The Indian markets continued their weak trade for second straight session to end near intra-day low level on Friday after the Reserve Bank of India (RBI) kept its repo rate unchanged at 6.5%, surprising street who had expected a 25-bps rate hike to defend the falling rupee. Today, the markets are likely to pessimistic start tracking negative cues from other Asian markets. Traders will be concerned about Exporters’ body Federation of Indian Export Organisations’ (FIEO) statement that the rupee depreciation is increasing the cost of imported capital goods, inputs and various services used by exporters paid in foreign currency, particularly the freight charges. Traders will also be reacting to the Reserve Bank of India’s (RBI) statement that the Centre and states should stick to the fiscal deficit target as any slippage will have an adverse bearing on inflation and increase market volatility. There will be some cautiousness with a private report that foreign investors have pulled out over Rs 9,300 crore ($1.3 billion) from the Indian capital markets in the last four trading sessions on unabated fall in rupee and rise in crude oil price. Also, another private report said that the share of private investments in the infrastructure sector has fallen to a decadal low of around 25% in FY18 steeply down from a high of 37% in FY08. However, traders may get some support with the World Bank in its latest report on South Asia saying that growth in India is firming up and projected to accelerate to 7.3% in the 2018-19 fiscal and 7.5% in the next two years. Besides, Union Finance Minister Arun Jaitley has promised more steps to cut the current account deficit (CAD) and bolster foreign exchange inflows, seeking to calm frayed nerves amid a stock market crash and falling rupee.
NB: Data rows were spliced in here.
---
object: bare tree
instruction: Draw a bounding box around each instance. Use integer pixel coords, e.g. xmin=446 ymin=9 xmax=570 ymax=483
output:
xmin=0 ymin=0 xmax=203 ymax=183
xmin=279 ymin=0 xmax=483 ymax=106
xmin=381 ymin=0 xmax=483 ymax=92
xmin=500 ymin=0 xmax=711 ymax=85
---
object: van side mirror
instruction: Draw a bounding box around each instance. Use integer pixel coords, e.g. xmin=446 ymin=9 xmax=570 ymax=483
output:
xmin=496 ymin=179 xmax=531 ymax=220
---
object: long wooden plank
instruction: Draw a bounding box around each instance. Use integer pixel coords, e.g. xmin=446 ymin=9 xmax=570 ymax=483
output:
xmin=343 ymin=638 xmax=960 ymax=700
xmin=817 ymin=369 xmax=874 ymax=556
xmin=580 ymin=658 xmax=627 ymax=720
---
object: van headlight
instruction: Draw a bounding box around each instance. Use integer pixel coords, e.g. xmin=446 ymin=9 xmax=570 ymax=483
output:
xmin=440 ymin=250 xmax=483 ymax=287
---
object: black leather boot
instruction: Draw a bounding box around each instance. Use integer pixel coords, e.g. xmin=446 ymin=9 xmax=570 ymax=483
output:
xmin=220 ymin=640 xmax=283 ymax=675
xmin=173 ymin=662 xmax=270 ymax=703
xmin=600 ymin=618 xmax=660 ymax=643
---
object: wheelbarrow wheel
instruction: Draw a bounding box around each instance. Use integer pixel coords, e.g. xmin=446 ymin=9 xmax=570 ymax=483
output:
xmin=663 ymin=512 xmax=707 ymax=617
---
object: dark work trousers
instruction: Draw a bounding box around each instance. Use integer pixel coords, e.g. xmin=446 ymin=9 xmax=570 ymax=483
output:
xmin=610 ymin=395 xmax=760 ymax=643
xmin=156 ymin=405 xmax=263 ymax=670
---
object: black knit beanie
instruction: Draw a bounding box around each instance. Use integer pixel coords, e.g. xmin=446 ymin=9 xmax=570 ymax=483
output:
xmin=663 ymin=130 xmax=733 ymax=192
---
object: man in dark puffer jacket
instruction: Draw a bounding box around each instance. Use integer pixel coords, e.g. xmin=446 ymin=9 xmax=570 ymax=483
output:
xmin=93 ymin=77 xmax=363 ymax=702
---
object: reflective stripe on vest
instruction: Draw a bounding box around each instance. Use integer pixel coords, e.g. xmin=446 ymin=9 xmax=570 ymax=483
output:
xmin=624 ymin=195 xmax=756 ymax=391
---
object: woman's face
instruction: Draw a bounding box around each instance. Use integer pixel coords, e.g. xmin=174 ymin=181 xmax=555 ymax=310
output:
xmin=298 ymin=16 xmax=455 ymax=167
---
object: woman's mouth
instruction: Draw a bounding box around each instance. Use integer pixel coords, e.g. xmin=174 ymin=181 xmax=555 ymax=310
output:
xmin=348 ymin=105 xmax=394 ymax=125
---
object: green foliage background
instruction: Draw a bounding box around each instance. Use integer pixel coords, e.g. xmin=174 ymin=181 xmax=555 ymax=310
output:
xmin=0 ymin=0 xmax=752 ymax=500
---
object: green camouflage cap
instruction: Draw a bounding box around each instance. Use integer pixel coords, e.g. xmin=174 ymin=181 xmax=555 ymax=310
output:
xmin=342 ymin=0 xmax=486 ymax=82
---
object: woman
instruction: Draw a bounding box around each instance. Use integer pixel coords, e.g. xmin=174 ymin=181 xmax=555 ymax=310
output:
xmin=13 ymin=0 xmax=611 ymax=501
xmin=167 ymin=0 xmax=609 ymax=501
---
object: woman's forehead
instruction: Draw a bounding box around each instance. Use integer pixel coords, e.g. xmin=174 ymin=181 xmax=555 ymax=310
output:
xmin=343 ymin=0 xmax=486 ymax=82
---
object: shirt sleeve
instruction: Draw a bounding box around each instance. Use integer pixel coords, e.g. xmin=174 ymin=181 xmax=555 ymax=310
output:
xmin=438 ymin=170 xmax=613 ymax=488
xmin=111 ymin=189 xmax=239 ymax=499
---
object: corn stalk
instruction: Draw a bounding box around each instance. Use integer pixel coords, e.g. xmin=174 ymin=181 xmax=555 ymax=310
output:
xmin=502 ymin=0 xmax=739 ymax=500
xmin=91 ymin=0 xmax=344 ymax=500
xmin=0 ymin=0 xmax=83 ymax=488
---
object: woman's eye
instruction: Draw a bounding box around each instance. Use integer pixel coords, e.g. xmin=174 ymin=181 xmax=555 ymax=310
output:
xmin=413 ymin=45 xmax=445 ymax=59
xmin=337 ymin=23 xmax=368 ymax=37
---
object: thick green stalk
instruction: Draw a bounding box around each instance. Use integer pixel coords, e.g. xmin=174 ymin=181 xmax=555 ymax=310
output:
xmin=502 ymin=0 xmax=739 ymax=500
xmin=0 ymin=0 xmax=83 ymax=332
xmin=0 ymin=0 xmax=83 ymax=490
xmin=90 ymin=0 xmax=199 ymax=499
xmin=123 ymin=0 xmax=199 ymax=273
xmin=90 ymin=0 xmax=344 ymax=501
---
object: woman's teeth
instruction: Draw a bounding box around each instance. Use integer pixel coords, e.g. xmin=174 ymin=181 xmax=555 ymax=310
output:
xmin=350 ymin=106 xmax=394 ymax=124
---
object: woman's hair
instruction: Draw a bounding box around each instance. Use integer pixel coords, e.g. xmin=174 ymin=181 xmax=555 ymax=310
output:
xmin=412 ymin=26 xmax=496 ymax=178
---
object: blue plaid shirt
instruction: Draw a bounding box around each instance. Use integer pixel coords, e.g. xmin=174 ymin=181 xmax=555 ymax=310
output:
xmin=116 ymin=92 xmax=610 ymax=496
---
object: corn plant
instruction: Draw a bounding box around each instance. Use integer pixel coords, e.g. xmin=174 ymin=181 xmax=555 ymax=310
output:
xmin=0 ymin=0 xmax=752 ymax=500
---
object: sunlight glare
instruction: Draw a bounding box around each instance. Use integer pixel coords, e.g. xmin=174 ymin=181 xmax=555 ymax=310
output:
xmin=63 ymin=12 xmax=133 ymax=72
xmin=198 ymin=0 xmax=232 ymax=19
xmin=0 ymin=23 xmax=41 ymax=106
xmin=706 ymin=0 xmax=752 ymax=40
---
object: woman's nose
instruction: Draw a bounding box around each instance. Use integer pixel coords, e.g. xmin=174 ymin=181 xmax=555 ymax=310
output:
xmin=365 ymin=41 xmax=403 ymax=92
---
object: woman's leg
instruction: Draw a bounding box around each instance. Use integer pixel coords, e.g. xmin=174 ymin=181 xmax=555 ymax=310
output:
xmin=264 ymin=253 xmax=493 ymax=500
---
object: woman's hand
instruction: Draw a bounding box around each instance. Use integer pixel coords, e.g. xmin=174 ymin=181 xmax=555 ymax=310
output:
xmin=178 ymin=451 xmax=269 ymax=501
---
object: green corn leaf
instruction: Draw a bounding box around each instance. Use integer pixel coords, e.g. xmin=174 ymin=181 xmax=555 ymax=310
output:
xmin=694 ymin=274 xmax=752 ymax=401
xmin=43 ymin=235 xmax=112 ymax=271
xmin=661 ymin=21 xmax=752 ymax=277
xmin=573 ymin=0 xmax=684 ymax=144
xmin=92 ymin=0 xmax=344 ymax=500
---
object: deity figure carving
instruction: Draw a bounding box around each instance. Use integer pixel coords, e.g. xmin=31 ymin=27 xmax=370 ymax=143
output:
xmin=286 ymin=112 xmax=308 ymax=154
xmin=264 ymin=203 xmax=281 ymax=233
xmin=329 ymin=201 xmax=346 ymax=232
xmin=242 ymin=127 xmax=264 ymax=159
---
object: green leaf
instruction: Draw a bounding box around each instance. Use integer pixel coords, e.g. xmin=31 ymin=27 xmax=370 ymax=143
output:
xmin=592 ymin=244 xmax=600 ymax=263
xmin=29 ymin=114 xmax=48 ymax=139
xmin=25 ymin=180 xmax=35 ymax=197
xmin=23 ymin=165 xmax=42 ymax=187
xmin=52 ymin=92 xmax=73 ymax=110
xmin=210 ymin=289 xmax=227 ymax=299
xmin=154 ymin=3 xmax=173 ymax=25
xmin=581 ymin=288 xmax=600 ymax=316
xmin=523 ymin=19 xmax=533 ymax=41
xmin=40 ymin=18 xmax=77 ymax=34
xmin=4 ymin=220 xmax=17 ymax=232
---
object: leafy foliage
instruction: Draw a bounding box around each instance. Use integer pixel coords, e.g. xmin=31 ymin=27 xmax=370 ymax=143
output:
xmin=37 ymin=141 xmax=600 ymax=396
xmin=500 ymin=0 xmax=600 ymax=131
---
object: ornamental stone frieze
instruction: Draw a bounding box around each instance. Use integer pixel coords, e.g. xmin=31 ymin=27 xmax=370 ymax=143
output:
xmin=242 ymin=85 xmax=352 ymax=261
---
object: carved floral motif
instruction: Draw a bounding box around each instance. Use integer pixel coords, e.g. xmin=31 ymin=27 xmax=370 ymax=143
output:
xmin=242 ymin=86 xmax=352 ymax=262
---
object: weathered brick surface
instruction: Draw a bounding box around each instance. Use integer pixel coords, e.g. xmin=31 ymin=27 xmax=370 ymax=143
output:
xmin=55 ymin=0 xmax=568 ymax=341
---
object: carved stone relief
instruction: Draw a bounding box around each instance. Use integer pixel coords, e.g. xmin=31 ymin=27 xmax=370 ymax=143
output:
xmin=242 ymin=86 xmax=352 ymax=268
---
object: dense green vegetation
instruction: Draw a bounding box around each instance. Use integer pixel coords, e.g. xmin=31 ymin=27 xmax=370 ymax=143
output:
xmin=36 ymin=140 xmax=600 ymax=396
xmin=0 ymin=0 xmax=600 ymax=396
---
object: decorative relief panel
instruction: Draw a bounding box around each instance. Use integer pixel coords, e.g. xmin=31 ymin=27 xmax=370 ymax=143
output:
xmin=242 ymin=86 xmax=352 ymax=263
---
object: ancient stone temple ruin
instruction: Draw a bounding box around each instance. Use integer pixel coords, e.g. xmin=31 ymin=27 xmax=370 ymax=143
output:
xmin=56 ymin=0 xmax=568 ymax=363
The US markets declined on Friday after strong US jobs numbers signaled a continued tightening of the labor market and increased inflation pressures, while Treasury yields rose again to multi-year highs. Asian markets were trading mostly in red on Monday as investors waited with bated breath as China’s markets prepare to reopen following a week-long holiday and after its central bank cut banks’ reserve requirements in a bid to support growth.
Back home, extending southward journey for third straight day, Indian equity benchmarks witnessed bloodbath with frontline gauges ending below their crucial 34,400 (Sensex) and 10,350 (Nifty) levels. Markets started the session on pessimistic note, as traders remain concerned about Union minister Nitin Gadkari’s statement that the country is facing lot of economic crisis due to crude oil imports and need to reduce imports and increase exports. Some cautiousness also crept in with a private report that liberalising foreign borrowings for oil companies to raise to $10 billion will not have a material impact on arresting the slide of the rupee. Adding some worries, Fitch Ratings in its latest report said that the acquisitions of distressed Indian steel assets could significantly increase the leverage of the acquiring companies, which also face the risk of domestic output being displaced by a substantial increase in imports from the escalation of trade barriers. Selling got intensified in last leg of trade to end below their respective crucial levels, after the Reserve Bank of India (RBI) kept the repo rate unchanged at 6.5%. However, the MPC changed the stance from ‘Neutral’ to ‘Calibrated Tightening’. Domestic sentiments also got hit with a private report indicating that amidst the erratic distribution of monsoon rains and with the possibilities of as many as 254 districts facing drought like situation, the total kharif cereals production likely to decline marginally by 1.71% compared to last kharif. The markets participants paid no heed towards Finance Minister Arun Jaitley’s statement that the government is determined to contain the crisis at the IL&FS at the earliest so that it does not leave any adverse impact. The street even overlooked a report that salaries in the country are projected to increase by 10% in 2019, the highest in the Asia Pacific region. Finally, the BSE Sensex tumbled 792.17 points or 2.25% to 34,376.99, while the CNX Nifty was down by 282.80 points or 2.67% to 10,316.45.